Twain insisted on wholesome lying.  He considered lying the lubricant that greased society’s skids.  Ariely mentions that, too, but seems to note that if we grease societal skids too much we slide right off them.  Twain was regretting the decay of society in the way it lied.  His more positive observation about it was that,

Lying is universal—we all do it; we all must do it. Therefore, the wise thing is for us diligently to train ourselves to lie thoughtfully, judiciously; to lie with a good object, and not an evil one; to lie for others’ advantage, and not our own; to lie healingly, charitably, humanely, not cruelly, hurtfully, maliciously; to lie gracefully and graciously, not awkwardly and clumsily; to lie firmly, frankly, squarely, with head erect, not haltingly, tortuously, with pusillanimous mien, as being ashamed of our high calling.
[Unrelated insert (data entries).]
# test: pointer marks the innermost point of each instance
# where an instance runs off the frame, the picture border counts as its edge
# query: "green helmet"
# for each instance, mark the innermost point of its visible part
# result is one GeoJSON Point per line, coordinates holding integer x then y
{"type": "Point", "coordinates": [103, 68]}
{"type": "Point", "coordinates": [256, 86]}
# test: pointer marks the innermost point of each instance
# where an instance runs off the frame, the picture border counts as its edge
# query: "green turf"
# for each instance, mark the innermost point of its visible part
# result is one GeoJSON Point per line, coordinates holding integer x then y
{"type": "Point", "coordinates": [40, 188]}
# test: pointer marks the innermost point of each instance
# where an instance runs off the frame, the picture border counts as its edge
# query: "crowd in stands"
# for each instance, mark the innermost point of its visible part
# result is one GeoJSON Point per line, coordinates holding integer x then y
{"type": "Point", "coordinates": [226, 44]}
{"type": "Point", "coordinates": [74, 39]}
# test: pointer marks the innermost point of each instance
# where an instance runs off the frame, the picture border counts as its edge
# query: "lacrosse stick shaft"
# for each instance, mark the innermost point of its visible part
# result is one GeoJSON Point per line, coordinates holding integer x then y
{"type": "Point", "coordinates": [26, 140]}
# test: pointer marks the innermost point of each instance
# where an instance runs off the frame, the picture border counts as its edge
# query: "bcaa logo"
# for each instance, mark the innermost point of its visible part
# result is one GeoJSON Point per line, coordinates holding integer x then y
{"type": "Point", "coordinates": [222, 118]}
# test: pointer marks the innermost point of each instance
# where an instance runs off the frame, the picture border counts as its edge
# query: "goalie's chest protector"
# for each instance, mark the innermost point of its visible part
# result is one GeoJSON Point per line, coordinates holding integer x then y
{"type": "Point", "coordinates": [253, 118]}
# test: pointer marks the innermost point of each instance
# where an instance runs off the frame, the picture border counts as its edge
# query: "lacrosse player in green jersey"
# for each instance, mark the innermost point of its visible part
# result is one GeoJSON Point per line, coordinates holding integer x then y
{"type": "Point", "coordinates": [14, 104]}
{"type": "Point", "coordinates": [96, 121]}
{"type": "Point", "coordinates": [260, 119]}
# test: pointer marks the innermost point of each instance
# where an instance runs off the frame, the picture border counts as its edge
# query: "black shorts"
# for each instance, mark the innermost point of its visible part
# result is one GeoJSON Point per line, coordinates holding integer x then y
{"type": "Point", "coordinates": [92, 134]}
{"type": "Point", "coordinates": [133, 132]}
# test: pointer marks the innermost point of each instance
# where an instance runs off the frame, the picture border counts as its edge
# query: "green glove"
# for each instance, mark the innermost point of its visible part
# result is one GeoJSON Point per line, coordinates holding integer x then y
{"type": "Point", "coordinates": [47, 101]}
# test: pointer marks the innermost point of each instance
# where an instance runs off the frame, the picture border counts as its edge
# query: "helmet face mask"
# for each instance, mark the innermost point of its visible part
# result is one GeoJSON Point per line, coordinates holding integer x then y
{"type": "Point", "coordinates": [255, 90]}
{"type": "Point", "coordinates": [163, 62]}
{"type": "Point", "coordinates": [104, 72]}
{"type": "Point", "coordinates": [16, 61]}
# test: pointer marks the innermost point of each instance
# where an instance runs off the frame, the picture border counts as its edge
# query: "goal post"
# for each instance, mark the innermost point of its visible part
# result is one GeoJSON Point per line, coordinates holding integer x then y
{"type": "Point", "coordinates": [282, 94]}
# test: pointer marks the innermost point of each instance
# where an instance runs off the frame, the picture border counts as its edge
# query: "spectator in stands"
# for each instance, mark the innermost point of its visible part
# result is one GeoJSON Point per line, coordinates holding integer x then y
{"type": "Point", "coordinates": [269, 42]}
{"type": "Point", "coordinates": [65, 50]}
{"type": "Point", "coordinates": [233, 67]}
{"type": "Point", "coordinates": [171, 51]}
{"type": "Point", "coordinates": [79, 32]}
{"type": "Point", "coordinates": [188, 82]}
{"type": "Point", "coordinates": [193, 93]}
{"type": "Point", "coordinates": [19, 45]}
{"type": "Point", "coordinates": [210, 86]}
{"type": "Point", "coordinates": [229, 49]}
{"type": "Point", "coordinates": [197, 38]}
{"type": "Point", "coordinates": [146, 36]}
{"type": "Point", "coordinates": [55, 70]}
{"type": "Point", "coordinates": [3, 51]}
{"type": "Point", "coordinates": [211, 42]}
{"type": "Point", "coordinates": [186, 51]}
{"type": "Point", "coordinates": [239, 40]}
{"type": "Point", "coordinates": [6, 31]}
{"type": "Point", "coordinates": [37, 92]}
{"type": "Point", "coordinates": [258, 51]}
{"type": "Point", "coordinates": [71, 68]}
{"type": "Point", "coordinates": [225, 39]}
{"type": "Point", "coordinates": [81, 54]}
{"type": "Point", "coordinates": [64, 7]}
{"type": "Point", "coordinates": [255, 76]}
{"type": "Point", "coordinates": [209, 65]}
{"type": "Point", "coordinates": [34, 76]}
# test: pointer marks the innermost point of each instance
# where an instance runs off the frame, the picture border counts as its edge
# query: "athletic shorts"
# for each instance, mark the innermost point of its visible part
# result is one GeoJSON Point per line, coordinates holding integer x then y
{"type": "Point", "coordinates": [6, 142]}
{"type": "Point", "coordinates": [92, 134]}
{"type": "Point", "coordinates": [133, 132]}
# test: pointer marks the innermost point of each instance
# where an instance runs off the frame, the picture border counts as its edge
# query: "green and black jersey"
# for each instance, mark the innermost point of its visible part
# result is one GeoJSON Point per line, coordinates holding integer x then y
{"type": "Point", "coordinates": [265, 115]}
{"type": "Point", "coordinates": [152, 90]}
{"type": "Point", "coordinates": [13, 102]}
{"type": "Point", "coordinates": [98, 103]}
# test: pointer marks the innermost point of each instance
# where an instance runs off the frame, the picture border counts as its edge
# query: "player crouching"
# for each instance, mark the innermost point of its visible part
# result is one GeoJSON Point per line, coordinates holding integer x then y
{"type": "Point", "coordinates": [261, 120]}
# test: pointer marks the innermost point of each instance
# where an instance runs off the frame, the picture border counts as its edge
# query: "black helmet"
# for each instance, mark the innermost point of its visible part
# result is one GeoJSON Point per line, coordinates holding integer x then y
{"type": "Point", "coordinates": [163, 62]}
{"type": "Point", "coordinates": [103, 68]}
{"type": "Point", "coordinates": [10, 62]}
Then shall we be rid of the rank and pestilent truth that is rotting the land; then shall we be great and good and beautiful, and worthy dwellers in a world where even benign Nature habitually lies, except when she promises execrable weather.


Of course, Ariely has not written about that kind of lie.  He is referring to, “the next Bernie Madoff, the next Enron, the next steroid-enhanced all-star, the next serial plagiarist, the next self-dealing political miscreant.”  Some of those lies are criminal, some merely unethical, all should be appalling, but parts of our society will wink at some of those when they have sympathy.   These days, claiming virtue as verity seems to invite endless argument, yet truth is something we all claim to hunger for.  As I ask my students who tell me everything is relative, if that is true, then how will we ever know what is true?

*Charles Murray tells me this is  news reading paper of choice for the conservative elite, of which I am a wannabe.